Sands was far from being the first author in recent years to make a financial gesture. Two years ago, a pair of recipients of Australia’s Prime Minister’s Literary awards similarly gave money away: the joint fiction winner Richard Flanagan, (flush after just trousering the Man Booker prize’s £50,000, he gave his A$40,000 to the Indigenous Literacy Foundation), and the children’s fiction winner Bob Graham, who chose asylum seekers.
Also in Australia, the first three authors awarded the Stella prize for women’s fiction all donated part of their prizes to social causes - 2015 prizewinner Emily Bitto picked the Wilderness Society - although that sequence ended this year when Charlotte Wood said in her victory speech that she was keeping all of it, partly “to stake a claim for literature as an essential social benefit, in and of itself”.
Other writers who have gone for a giveaway include David Bodanis, who won the Aventis science book prize in 2006 and sent his £10,000 to the family of the government scientist David Kelly, who killed himself in 2003 after being exposed as a journalist’s source in the runup to the Iraq war.
Outright rejection of prizes is purer than the Berger approach, and that was the choice of Jean-Paul Sartre - although he bungled his rejection by sending his letter to the wrong organisation, so that by the time it was read after being forwarded his name had already been announced - when offered the Nobel literature prize in 1964, saying “a writer must refuse to allow himself to be transformed into an institution”. But the price of that purity is denying financial support to cash-strapped people or causes, and Sartre’s letter acknowledged he was “tortured” by this issue, citing a London anti-apartheid organisation as where his money would have gone had he compromised his principles. (A former member of the Swedish Academy later claimed that in the 70s Sartre had second thoughts, making unsuccessful inquiries about regaining the prize money that had been returned to Stockholm after his election had been announced and then rescinded).
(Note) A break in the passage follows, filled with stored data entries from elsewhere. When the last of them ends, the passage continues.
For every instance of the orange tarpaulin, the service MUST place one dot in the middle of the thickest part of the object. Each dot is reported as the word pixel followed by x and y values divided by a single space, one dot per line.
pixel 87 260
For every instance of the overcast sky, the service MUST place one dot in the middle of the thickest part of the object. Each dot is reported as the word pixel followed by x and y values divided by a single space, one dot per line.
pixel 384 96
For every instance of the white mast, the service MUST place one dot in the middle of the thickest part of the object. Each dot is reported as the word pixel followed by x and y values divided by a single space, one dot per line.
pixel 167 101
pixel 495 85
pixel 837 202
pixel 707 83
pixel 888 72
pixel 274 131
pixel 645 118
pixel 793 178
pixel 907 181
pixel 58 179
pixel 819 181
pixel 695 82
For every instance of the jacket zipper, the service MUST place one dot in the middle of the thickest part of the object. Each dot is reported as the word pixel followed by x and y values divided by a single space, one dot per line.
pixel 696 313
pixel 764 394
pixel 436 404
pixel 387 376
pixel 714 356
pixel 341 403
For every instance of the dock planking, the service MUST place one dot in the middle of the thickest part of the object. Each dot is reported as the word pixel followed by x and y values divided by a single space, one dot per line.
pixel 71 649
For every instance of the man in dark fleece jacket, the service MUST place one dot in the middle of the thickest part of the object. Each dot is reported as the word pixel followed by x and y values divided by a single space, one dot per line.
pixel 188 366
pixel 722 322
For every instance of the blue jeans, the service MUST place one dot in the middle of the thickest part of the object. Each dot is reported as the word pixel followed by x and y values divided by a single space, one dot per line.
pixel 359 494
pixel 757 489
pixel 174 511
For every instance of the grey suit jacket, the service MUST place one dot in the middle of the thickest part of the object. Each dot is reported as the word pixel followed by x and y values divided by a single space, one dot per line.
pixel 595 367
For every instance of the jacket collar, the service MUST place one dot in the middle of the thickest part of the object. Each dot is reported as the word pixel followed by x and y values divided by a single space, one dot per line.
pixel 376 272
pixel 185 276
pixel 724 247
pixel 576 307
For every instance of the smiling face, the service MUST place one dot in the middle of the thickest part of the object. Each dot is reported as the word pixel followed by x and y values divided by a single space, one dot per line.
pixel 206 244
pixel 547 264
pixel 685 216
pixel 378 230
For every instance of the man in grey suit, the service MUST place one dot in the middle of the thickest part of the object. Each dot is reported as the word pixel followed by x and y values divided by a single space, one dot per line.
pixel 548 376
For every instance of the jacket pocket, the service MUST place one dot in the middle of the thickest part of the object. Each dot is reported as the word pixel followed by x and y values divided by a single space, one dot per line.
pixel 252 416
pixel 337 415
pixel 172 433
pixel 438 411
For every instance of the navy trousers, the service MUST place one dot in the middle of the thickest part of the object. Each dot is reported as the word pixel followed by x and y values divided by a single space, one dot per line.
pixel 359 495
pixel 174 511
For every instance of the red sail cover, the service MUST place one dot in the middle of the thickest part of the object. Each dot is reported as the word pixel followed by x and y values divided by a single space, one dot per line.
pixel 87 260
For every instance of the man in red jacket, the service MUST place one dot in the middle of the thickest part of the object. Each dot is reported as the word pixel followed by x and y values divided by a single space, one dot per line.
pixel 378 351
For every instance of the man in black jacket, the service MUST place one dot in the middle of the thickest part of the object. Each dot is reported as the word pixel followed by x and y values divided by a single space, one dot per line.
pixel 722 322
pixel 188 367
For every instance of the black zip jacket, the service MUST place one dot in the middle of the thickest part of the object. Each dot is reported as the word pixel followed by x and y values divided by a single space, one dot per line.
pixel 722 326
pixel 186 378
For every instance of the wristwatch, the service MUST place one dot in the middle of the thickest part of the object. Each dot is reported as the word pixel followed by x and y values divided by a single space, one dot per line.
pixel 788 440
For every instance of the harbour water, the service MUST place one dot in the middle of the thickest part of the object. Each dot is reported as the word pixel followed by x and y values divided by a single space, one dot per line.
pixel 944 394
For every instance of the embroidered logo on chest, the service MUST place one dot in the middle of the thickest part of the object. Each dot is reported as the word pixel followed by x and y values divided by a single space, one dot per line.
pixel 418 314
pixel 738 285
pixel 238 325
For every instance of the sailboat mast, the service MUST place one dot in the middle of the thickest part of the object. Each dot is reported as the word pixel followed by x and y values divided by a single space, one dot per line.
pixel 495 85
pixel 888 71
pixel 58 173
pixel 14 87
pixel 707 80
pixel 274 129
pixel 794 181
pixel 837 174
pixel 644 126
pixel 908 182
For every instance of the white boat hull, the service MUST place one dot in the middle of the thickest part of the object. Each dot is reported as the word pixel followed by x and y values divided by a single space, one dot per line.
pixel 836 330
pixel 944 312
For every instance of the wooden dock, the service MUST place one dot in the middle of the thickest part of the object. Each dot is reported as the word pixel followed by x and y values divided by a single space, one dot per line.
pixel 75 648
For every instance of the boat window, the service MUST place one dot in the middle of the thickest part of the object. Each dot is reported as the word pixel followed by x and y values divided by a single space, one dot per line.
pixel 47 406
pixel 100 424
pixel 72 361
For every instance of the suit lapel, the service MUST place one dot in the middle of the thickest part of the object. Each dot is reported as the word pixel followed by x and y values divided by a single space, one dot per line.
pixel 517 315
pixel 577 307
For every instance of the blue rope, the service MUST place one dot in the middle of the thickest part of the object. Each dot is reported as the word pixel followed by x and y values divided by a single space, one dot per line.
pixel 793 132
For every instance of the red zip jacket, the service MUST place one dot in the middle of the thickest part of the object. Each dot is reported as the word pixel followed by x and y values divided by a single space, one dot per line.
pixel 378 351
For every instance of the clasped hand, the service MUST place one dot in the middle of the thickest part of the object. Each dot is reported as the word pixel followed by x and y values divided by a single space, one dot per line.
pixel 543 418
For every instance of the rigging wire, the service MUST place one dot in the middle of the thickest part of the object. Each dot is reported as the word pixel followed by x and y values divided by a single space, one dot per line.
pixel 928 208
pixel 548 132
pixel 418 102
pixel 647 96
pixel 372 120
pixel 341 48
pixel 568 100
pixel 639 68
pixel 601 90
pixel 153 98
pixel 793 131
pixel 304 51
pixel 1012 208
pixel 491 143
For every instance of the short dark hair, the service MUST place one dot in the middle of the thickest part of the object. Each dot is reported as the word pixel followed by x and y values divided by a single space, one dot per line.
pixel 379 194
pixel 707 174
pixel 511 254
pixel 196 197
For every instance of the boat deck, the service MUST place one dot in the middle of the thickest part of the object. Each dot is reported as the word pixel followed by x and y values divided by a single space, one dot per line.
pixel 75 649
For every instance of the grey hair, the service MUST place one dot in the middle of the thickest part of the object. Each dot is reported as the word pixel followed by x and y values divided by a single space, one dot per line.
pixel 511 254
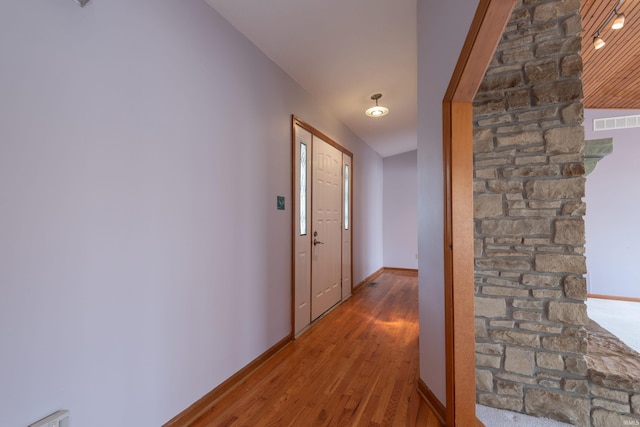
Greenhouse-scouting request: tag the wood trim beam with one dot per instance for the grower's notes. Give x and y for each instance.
(457, 119)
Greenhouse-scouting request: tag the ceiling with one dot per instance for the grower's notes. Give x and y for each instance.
(611, 75)
(342, 52)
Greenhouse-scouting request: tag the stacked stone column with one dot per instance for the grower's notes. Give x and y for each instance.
(529, 229)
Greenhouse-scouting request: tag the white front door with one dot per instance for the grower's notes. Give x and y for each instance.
(326, 236)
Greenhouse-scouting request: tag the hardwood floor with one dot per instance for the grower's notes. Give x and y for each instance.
(357, 366)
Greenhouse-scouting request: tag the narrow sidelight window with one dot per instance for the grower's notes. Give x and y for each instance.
(303, 189)
(346, 197)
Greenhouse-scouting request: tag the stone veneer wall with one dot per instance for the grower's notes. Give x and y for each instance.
(529, 230)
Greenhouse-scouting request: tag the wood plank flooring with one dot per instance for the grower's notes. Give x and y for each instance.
(357, 366)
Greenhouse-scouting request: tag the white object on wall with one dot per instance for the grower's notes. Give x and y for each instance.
(59, 419)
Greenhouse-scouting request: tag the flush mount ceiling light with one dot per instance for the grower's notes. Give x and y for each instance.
(618, 23)
(378, 110)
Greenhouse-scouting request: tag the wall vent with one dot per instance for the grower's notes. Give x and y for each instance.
(623, 122)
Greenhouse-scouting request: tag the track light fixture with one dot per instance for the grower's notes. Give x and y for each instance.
(618, 22)
(597, 41)
(378, 110)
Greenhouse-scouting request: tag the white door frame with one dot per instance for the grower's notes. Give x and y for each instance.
(301, 242)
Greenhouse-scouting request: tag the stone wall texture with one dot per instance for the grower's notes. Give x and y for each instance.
(530, 311)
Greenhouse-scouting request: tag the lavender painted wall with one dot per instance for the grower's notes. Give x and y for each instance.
(442, 29)
(142, 258)
(613, 203)
(400, 216)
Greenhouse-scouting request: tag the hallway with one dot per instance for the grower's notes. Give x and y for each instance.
(357, 366)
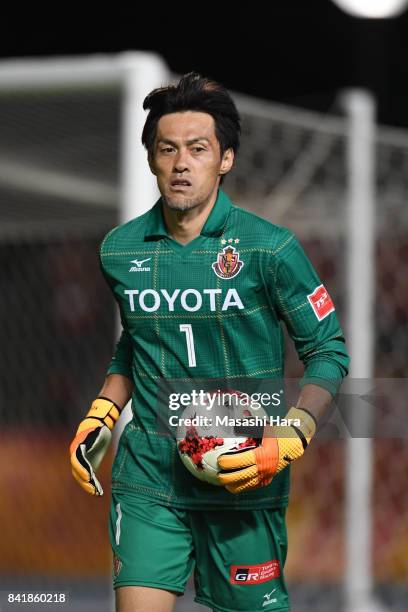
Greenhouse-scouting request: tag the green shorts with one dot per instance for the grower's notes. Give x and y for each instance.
(237, 556)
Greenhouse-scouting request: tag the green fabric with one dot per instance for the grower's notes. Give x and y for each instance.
(236, 323)
(220, 544)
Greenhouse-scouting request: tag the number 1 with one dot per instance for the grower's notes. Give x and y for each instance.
(186, 328)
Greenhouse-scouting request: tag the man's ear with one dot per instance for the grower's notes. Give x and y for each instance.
(151, 164)
(227, 161)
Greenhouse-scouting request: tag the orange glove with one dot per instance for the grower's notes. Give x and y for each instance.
(254, 468)
(91, 442)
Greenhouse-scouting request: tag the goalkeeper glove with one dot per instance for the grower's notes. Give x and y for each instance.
(91, 442)
(254, 468)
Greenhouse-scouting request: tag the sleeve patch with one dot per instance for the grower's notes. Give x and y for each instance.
(321, 302)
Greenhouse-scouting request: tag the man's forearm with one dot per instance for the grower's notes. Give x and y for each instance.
(117, 388)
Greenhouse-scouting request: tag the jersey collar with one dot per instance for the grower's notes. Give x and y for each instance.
(214, 225)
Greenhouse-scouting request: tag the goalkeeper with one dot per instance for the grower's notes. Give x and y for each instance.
(203, 288)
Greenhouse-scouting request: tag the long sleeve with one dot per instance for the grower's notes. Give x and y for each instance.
(305, 306)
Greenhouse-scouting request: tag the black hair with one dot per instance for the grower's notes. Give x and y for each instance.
(194, 93)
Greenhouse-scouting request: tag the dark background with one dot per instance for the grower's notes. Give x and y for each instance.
(299, 52)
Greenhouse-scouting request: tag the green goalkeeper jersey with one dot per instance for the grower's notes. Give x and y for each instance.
(210, 310)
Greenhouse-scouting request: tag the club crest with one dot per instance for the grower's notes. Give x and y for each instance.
(228, 263)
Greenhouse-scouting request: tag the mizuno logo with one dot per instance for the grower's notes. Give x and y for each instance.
(268, 599)
(138, 265)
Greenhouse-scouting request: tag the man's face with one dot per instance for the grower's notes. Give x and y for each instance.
(187, 160)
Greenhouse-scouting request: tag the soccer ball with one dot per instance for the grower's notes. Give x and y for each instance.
(204, 434)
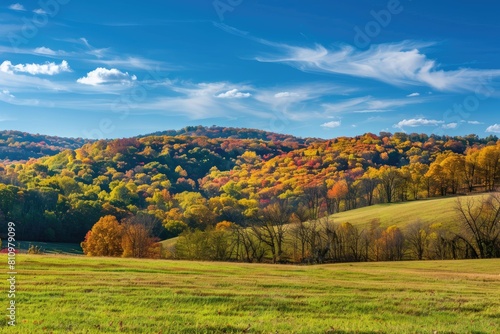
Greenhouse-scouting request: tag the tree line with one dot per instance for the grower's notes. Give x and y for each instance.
(280, 236)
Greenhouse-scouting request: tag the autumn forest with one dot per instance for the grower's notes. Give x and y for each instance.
(249, 195)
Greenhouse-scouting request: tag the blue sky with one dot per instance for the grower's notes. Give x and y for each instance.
(109, 69)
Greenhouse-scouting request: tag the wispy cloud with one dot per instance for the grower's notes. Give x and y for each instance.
(368, 104)
(450, 126)
(233, 94)
(286, 95)
(398, 64)
(332, 124)
(35, 69)
(495, 128)
(17, 6)
(102, 76)
(415, 122)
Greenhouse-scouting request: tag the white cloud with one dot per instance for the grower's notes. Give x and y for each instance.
(450, 126)
(17, 6)
(331, 124)
(103, 75)
(397, 64)
(233, 94)
(493, 128)
(6, 94)
(34, 69)
(368, 104)
(286, 94)
(47, 51)
(414, 122)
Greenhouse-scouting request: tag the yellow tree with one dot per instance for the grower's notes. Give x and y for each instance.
(104, 239)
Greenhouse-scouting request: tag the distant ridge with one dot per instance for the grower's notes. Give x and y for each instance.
(229, 132)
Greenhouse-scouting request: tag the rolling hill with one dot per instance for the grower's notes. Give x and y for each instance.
(429, 211)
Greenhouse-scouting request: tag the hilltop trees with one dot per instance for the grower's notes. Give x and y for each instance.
(104, 239)
(132, 238)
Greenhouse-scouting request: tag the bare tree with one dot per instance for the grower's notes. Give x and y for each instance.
(272, 227)
(481, 222)
(417, 236)
(137, 235)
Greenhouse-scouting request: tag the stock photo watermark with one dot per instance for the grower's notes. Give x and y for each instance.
(11, 272)
(40, 18)
(223, 6)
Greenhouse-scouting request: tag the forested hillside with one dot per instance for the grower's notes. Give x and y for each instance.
(200, 177)
(22, 146)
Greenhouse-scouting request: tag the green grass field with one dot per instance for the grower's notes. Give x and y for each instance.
(434, 210)
(75, 294)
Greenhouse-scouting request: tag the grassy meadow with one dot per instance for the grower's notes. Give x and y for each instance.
(432, 210)
(75, 294)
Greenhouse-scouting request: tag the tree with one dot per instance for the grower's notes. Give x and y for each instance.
(137, 239)
(392, 244)
(489, 161)
(369, 183)
(417, 237)
(481, 222)
(272, 226)
(104, 239)
(389, 177)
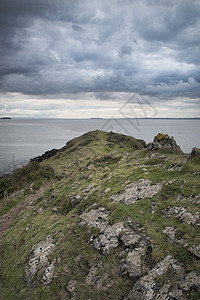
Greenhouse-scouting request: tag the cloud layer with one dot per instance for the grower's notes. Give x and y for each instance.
(62, 47)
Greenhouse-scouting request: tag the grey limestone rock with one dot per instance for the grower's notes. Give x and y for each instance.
(149, 286)
(137, 190)
(39, 262)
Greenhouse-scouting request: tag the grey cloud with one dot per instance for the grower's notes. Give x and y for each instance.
(52, 47)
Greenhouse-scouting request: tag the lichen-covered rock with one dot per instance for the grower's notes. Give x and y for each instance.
(195, 155)
(164, 141)
(95, 218)
(39, 262)
(137, 190)
(184, 216)
(154, 285)
(172, 233)
(109, 239)
(97, 278)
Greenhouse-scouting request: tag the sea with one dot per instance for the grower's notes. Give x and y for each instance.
(23, 139)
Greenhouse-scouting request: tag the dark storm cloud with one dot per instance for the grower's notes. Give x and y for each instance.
(52, 47)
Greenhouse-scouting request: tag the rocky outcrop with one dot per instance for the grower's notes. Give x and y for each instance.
(183, 215)
(194, 155)
(137, 190)
(46, 155)
(157, 285)
(175, 236)
(39, 263)
(135, 247)
(164, 141)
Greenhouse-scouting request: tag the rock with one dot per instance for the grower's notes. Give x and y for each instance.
(71, 288)
(189, 218)
(95, 218)
(175, 167)
(39, 262)
(151, 286)
(163, 141)
(154, 146)
(97, 279)
(195, 250)
(183, 215)
(194, 155)
(109, 239)
(171, 232)
(137, 190)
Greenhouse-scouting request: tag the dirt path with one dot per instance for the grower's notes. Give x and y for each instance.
(7, 219)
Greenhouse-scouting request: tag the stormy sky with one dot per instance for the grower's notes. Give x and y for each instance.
(92, 58)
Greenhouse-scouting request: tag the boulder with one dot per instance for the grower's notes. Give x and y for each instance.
(164, 141)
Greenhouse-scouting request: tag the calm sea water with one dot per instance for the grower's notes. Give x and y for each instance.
(22, 139)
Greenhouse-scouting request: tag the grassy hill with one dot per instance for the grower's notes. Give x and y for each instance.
(101, 218)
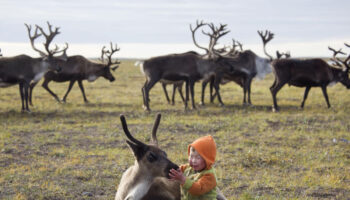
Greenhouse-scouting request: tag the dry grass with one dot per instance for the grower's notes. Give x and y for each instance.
(77, 150)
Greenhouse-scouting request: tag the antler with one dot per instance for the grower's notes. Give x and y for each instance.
(266, 37)
(231, 50)
(32, 38)
(336, 60)
(279, 55)
(198, 25)
(49, 37)
(108, 54)
(154, 130)
(217, 32)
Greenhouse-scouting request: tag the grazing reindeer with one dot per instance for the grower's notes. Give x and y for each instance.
(248, 66)
(309, 73)
(176, 86)
(147, 179)
(188, 67)
(24, 69)
(78, 68)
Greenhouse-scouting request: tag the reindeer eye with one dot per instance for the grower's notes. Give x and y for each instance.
(152, 157)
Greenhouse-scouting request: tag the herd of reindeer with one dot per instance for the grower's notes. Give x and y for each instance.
(218, 65)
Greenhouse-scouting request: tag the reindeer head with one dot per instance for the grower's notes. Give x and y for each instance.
(150, 159)
(48, 56)
(343, 74)
(106, 71)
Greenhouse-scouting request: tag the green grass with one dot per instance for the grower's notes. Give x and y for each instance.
(78, 151)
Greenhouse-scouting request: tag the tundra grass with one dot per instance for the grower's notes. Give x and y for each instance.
(78, 151)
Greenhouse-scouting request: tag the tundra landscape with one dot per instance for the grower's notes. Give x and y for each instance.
(77, 150)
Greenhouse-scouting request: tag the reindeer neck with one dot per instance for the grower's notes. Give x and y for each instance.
(335, 72)
(140, 183)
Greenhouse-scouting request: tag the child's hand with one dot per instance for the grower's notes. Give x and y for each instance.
(177, 175)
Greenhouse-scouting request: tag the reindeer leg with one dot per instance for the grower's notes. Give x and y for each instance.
(148, 86)
(179, 88)
(249, 84)
(71, 83)
(173, 94)
(192, 93)
(244, 94)
(187, 85)
(274, 90)
(143, 94)
(217, 89)
(165, 92)
(80, 83)
(26, 95)
(211, 85)
(22, 95)
(46, 86)
(31, 88)
(307, 89)
(324, 90)
(204, 85)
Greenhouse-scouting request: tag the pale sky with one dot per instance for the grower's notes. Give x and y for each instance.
(157, 27)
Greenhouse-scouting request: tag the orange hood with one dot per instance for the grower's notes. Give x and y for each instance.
(206, 147)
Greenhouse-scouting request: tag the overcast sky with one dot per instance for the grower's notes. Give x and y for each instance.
(153, 27)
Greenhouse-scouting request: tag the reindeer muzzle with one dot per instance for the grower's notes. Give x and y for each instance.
(58, 69)
(171, 165)
(111, 79)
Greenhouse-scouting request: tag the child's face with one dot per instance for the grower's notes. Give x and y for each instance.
(196, 161)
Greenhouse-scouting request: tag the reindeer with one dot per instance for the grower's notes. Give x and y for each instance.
(248, 65)
(309, 73)
(177, 85)
(148, 178)
(78, 68)
(188, 67)
(23, 69)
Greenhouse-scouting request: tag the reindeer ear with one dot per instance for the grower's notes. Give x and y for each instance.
(138, 150)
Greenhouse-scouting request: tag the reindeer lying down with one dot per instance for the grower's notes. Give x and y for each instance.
(148, 178)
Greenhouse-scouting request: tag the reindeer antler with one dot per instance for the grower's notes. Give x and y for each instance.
(338, 61)
(49, 37)
(154, 130)
(266, 37)
(193, 30)
(109, 54)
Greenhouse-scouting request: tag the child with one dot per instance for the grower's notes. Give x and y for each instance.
(198, 179)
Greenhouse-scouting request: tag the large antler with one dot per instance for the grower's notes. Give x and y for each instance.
(154, 130)
(281, 54)
(32, 38)
(198, 25)
(49, 37)
(266, 37)
(108, 54)
(231, 51)
(217, 32)
(338, 61)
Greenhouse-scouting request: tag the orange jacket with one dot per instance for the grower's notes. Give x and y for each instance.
(204, 182)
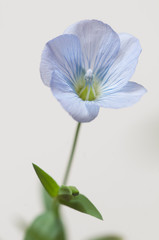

Hari Kunzru, however, managed, unlike Sartre, to remain uncontaminated yet ensure money went to those in need of it. He turned down the £5,000 John Llewellyn Rhys prize for young writers in 2003 because he objected to the “hostility” of its sponsor, the Mail on Sunday, to “black and Asian British people” and “refugees and asylum seekers”, and the paper agreed to his request that the winnings he never collected should go to the Refugee Council.